数据分析维基百科收录的这35000部电影都在讲什么？

heii2 2020-06-28

展开全文

数据集内容

该数据集来自kaggle，包含来自世界各地的34,886部电影的描述。主要包含电影发行年份，电影标题、类型、演员、导演、电影情节描述等内容。

在后台回复“电影情节”即可获取数据集

查看数据

#读取数据集并查看前五行的数据情况
df = pd.read_csv('C:/Users/.../wiki_movie_plots_deduped.csv')
df.head()

数据集共8列，从左到右依次包含的内容为：发行年份、名称、发源地、导演、重要演员、体裁、wiki网址、情节描述。

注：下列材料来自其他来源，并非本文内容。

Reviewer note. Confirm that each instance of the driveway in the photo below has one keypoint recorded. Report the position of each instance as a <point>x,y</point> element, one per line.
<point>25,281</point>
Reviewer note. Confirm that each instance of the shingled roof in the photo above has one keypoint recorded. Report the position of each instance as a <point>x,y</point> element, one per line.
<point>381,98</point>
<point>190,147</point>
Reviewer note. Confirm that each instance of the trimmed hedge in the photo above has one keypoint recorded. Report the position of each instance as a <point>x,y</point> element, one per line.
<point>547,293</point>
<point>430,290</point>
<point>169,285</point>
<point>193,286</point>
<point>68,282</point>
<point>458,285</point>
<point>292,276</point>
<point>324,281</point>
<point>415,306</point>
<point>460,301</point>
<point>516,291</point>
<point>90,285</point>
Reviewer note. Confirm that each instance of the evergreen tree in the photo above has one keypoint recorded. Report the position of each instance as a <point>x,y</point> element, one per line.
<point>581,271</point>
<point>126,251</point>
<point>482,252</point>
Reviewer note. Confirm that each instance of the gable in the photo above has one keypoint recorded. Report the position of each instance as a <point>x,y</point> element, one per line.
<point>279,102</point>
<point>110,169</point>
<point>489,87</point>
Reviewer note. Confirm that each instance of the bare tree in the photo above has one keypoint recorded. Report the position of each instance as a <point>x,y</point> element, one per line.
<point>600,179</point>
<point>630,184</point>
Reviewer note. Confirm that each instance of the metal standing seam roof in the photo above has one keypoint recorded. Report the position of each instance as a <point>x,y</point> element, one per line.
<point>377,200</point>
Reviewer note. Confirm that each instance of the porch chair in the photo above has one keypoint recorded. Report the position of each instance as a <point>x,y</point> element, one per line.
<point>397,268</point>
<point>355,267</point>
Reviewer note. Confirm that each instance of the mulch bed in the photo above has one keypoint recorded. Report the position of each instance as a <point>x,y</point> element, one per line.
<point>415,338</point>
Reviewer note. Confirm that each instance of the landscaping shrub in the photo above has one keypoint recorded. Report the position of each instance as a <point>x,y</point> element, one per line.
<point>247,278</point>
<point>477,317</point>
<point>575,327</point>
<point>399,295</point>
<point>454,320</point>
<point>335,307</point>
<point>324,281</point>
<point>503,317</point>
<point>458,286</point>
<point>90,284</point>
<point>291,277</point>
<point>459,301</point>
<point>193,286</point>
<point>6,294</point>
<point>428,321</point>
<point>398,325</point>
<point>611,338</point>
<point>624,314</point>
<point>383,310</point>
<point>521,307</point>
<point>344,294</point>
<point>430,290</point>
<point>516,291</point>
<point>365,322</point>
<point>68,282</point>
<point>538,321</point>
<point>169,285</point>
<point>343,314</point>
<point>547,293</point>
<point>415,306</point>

df.describe()#查看一下数据集的整体情况

wiki百科共收录了从1901年至2017年的34886部电影。

数据分析

01 每年产出多少电影？

xcol = 'Release Year'
params = get_params()
sns.set(style='whitegrid')
figsize=(18, 30)

plt.rcParams.update(params)
plt.tick_params(labelsize=12)
sns.countplot(y=df[xcol], data=df)
plt.title('Movie Count Per '+ xcol)
plt.tight_layout()
plt.show()

一百多年中，电影数量急剧增加，步入21世纪以来电影的发展明显增快，更在2013年达到顶峰，产出了超过1000多部电影。

02 各国电影产出怎么样？

figsize=(18, 10)
xcol = 'Origin/Ethnicity'
sns.set(style='darkgrid')
params = get_params()

plt.tick_params(labelsize=18)
plt.rcParams.update(params)
sns.countplot(x=df[xcol], data=df)
plt.title('Movie Count Per '+ xcol)
plt.xticks(rotation=60)
plt.show()

可以看到美国的电影产出数量遥遥领先，其它国家的数据在柱状图中的展示不太明显。

换成饼图来看看：

dfAnalyze = df.copy()
dfAnalyze.head()
columns = ['Release Year', 'Director','Cast', 'Genre', 'Wiki Page', 'Plot']
dfPie = dfAnalyze.drop(columns, axis=1)
dfPie = dfPie.groupby(['Origin/Ethnicity']).count().rename(columns= {'Title':'count'})
pie = dfPie.plot.pie(subplots=True, figsize=(20, 20))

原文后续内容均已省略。